APRESENTAÇÃO
A voz das ruas é o guia da instigante literatura de Sérgio Vaz. Suas palavras não fazem concessões com aqueles que procuram nos colocar medo todos os dias, nem com os que promovem a promessa barata de que a felicidade está ao alcance de todos. Com a mente repleta de sonhos e pesadelos, o poeta dispõe à nossa frente todas as faces que capta da realidade cotidiana.
Nesse livro, Vaz joga sua rede no mundo das crônicas, e pesca o que há de esperança e desesperança na vida. Como observador das marés, de nossas tormentas e maremotos, ele mergulha fundo na alma dos invisíveis, dos desterrados, dos sem-nome, dos sem-lugar, dos sem aquilo que um dia foi prometido a todos, mas que acabou sendo apenas permitido a uma pequena parcela da humanidade: a plena cidadania.
RESENHA
Literatura, pão e poesia, do escritor Sérgio Vaz, é uma obra que transcende os limites da simples crônica literária, apresentando-se como um testemunho vivo da efervescência cultural e poética que emerge das periferias brasileiras. Neste livro, Vaz nos convida a adentrar um universo em que a palavra se torna arma de empoderamento e resistência, onde a poesia se ergue como farol iluminando os caminhos de uma comunidade historicamente marginalizada.

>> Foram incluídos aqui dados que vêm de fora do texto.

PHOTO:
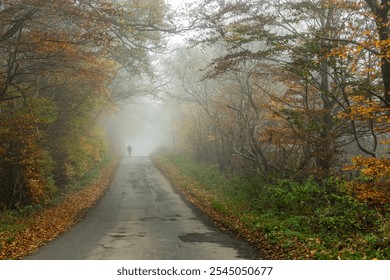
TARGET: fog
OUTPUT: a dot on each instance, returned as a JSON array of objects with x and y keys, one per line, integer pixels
[{"x": 144, "y": 124}]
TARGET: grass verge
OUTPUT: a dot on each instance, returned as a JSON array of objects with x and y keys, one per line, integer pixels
[
  {"x": 23, "y": 232},
  {"x": 285, "y": 220}
]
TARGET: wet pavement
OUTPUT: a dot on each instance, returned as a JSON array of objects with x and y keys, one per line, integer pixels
[{"x": 142, "y": 217}]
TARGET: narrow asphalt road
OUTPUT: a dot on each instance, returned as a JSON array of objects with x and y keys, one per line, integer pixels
[{"x": 142, "y": 217}]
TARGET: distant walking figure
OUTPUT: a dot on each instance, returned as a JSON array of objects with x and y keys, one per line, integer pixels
[{"x": 129, "y": 149}]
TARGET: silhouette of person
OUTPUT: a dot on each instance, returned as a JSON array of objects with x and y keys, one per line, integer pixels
[{"x": 129, "y": 149}]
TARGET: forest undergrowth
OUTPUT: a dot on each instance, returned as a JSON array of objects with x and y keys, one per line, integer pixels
[
  {"x": 24, "y": 230},
  {"x": 284, "y": 219}
]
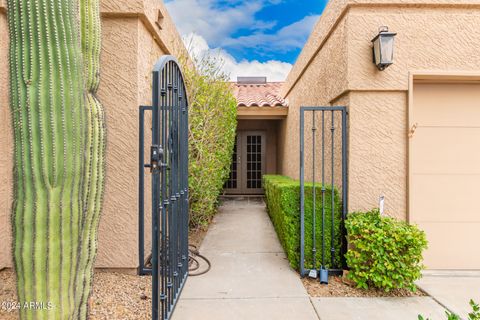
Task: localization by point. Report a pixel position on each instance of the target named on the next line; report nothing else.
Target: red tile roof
(258, 95)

Desde o primeiro texto, intitulado "Novos dias", Vaz estabelece o tom combativo e engajado que permeia toda a obra. Nele, o autor interpela o leitor a não abrir mão dos sonhos e da poesia, mas a enfrentá-los com "punhos cerrados" - uma clara alusão à necessidade de uma postura ativa e combativa diante das adversidades. Essa premissa se desdobra ao longo do livro, revelando a literatura como um instrumento de transformação social.
Vaz nos apresenta sua definição da "nova literatura da periferia", destacando sua íntima relação com a grande tradição literária, ao mesmo tempo em que reivindica seu caráter insurgente e subversivo. Essa estratégia de diálogo com o cânone literário se repete em outros textos, como em "A poesia dos deuses inferiores", em que o autor constrói uma espécie de "catálogo" da literatura marginal, evidenciando sua legitimidade e relevância.
Um dos aspectos mais interessantes da obra é a maneira como Vaz articula a dimensão poética e a dimensão geográfica. Textos como "Como nasce um taboanense", "Taboão dos Palmares" e "Taboão, suor e lágrimas" demonstram que o território da periferia não é apenas cenário, mas personagem ativo na construção dessa literatura. Vaz nos apresenta um lugar vivo, pulsante, que se transforma em protagonista, gerando uma fala própria e uma identidade singular.
Essa imbricação entre poesia e espaço físico se estende para uma reflexão sobre a relação entre centro e periferia na cidade de São Paulo, como evidenciado no texto "Mil graus na terra da garoa". Aqui, o autor problematiza as políticas culturais e urbanísticas que tendem a marginalizar as expressões artísticas periféricas, convocando-as a "aranharem os céus da cidade".
Ao longo do livro, Vaz também se debruça sobre figuras emblemáticas da periferia, como o catador de papel Zagatti, o "palhaço da loja de sapatos", e a "fina flor da malandragem" - personagens que encarnam a resiliência e a dignidade de uma comunidade que se recusa a ser subjugada. Essas crônicas revelam uma perspectiva humanizada e empática, distante de julgamentos simplistas.
Destaca-se ainda o "Manifesto da Antropofagia Periférica", uma releitura periférica e atualizada do Manifesto Antropofágico de Oswald de Andrade. Nele, Vaz convoca os artistas a se colocarem a serviço da comunidade, rejeitando a "arte domingueira que defeca em nossa sala" e reivindicando uma produção artística engajada na transformação social.
Em Literatura, pão e poesia, Sérgio Vaz nos apresenta uma poética da periferia que vai muito além da denúncia ou do lamento. Sua escrita é marcada por um profundo compromisso com a dignidade e a emancipação de seu povo, revelando uma literatura que se faz arma de luta e instrumento de empoderamento. Ao entrelaçar a dimensão poética com a dimensão geográfica e social, Vaz nos convida a repensar os caminhos da arte e da cultura no Brasil, desafiando-nos a enxergar a periferia não apenas como objeto, mas como sujeito da história.
Referências
VAZ, Sérgio. Literatura, pão e poesia. São Paulo: Global, 2011.
BRUM, Eliane. Posfácio. In: VAZ, Sérgio. Literatura, pão e poesia. São Paulo: Global, 2011.